I have a confession – I’m a single mom without a mom or family of my own. I have really struggled to find authentic community inside the church. I’ve continued to try, year after year. I’ve grown used to feeling like I just have to figure it out myself. It is, perhaps one of my greatest strengths and also one of my greatest weaknesses. My life circumstances haven’t fit into a nice neat box that the church can usually relate to. Often, the more I couldn’t connect inside the church seemed to push me to seek ways to connect to God outside of the church. Honestly, I’ve spent the greater part of a decade convinced something was wrong with me.
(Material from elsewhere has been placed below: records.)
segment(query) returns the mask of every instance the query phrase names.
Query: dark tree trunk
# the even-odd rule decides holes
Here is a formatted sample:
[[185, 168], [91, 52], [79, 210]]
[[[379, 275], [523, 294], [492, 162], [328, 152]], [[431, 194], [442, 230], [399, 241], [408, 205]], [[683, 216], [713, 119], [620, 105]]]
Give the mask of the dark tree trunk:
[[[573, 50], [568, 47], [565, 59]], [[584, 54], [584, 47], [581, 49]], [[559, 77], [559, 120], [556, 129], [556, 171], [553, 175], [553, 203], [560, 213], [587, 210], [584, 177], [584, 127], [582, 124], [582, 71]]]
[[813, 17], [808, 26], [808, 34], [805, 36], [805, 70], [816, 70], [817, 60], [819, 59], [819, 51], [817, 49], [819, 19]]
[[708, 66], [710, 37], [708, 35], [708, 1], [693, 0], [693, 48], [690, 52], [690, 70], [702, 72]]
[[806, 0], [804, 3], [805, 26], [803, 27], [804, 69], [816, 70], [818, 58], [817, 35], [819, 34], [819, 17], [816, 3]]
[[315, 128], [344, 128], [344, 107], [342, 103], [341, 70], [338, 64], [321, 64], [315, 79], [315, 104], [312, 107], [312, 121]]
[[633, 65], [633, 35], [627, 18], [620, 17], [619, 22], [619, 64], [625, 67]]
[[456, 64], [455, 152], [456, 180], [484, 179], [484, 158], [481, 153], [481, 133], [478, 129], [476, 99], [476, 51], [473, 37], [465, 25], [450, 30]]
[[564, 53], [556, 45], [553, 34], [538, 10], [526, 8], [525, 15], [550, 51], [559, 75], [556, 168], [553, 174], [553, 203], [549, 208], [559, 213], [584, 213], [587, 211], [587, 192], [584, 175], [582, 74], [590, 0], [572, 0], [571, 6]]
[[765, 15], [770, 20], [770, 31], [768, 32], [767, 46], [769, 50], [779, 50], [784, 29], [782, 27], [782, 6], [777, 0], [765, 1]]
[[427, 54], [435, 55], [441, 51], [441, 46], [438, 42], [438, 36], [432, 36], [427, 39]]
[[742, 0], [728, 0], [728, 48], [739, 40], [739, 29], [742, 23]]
I went more on a desperate search to figure out what it was than to find God, but that might be the subject for a later post. For now, just know that God found lots of ways to make himself known to me. When Christians couldn’t relate to me, God found a way to relate to me. When Christians didn’t have time for me, or compassion, or wisdom or encouragement, God found a way. I didn’t always know it at the time. In fact, usually I didn’t.
The result of looking outside of church? God went from being mostly a “Sunday” thing to an everyday thing. Actually, an every second thing. Now, I hear and see God in everything I am involved in. He shows up in every movie I see, every book I read, the things people say to me, everywhere in nature, in my dog, my daughter, the homeless person begging, those who are attracted to the same sex, those that I have relationship difficulties with and even the mass shooter that killed 17 people this past February. I’ve learned that God is always there and it’s only my awareness of him that ever changes.
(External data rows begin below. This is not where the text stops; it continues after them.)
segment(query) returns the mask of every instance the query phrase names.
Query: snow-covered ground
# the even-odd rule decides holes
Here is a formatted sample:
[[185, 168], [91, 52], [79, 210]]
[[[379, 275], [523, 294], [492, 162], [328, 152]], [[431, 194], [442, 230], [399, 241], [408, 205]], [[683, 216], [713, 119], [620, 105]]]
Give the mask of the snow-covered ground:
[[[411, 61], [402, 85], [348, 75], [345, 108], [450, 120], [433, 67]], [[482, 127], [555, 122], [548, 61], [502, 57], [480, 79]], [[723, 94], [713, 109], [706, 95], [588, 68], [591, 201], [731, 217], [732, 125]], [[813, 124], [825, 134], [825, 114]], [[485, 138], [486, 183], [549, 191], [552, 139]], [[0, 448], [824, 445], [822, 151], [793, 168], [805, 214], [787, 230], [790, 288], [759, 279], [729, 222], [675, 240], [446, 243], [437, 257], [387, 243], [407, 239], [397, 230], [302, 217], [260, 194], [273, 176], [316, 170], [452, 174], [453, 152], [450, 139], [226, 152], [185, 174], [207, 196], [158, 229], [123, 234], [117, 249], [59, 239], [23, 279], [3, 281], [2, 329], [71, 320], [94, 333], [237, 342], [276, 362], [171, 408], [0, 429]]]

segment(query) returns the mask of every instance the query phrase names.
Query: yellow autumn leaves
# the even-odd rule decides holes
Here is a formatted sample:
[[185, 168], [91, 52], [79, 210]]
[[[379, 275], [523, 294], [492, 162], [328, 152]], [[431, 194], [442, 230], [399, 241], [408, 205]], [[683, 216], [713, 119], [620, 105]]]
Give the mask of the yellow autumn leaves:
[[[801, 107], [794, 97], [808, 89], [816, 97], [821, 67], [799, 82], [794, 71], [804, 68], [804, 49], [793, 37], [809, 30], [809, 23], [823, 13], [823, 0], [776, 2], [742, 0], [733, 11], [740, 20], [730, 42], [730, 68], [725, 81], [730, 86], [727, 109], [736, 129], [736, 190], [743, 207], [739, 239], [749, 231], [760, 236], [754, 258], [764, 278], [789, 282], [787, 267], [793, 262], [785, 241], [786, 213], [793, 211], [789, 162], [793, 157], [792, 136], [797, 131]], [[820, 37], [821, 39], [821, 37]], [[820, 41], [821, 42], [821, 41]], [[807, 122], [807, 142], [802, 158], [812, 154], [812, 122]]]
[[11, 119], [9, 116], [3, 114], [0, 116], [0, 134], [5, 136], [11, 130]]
Another realization of my desperate search to find God (or was it myself?) outside of the church? I discovered that for me, my relationship with God is really a private matter. I connect best and most with God when I am alone. I love when I can share that with others, but it never seems to happen in structured ways or times, even when I try, especially when I try. Usually it happens in random relational moments that are so awesome I actually wish I could manufacture them at will, but it never happens like that. My spirituality is primarily a private relationship and at a distant second, a social one.
It’s only in hindsight that I realize that when my relationship with God revolved more around Sunday mornings services, small groups or service to the church, the subtle message (sometimes not so subtle) was that I couldn’t really have a relationship with God without the church. Ironically, outside of the church and arguably, somewhat outcast from it, is exactly where I did find him. Prior to, God was more of an abstract construct in my mind, than something or someone, real in my heart. I definitely knew the right words to say that conveyed Jesus was in my heart. I absolutely meant those words at the time. However, I could only draw upon the words others had used to tell me about God, usually regurgitations from the Bible during services or in small group. It’s almost like our own experiences with God are not to be trusted or valued. Instead, it is much safer to rely on the experiences of God as they occurred through Bible heroes .Now that I have my own experiences with God, I am much less interested in what Abraham and other Bible characters said or did with God and more interested in what God has to say and experience with me. Selfish of me, I know.
The funny thing is. I’m currently on the outside of church, but feel more connected to God than ever. Those still inside believe that I just need to find Jesus. But I’ve already “have” Jesus. The more adamant they are that I need to be in church to experience the real God, the more separate from them I feel. I can no longer override my own experience with someone else’s theology. Quite frankly, I wonder whose voice they might be listening to. How can they know what’s best for my soul’s growth? Is there really a one size fits all? Like the tower of Babel, it seems we speak a different language, except I feel pretty fluent in theirs because I used to speak it too.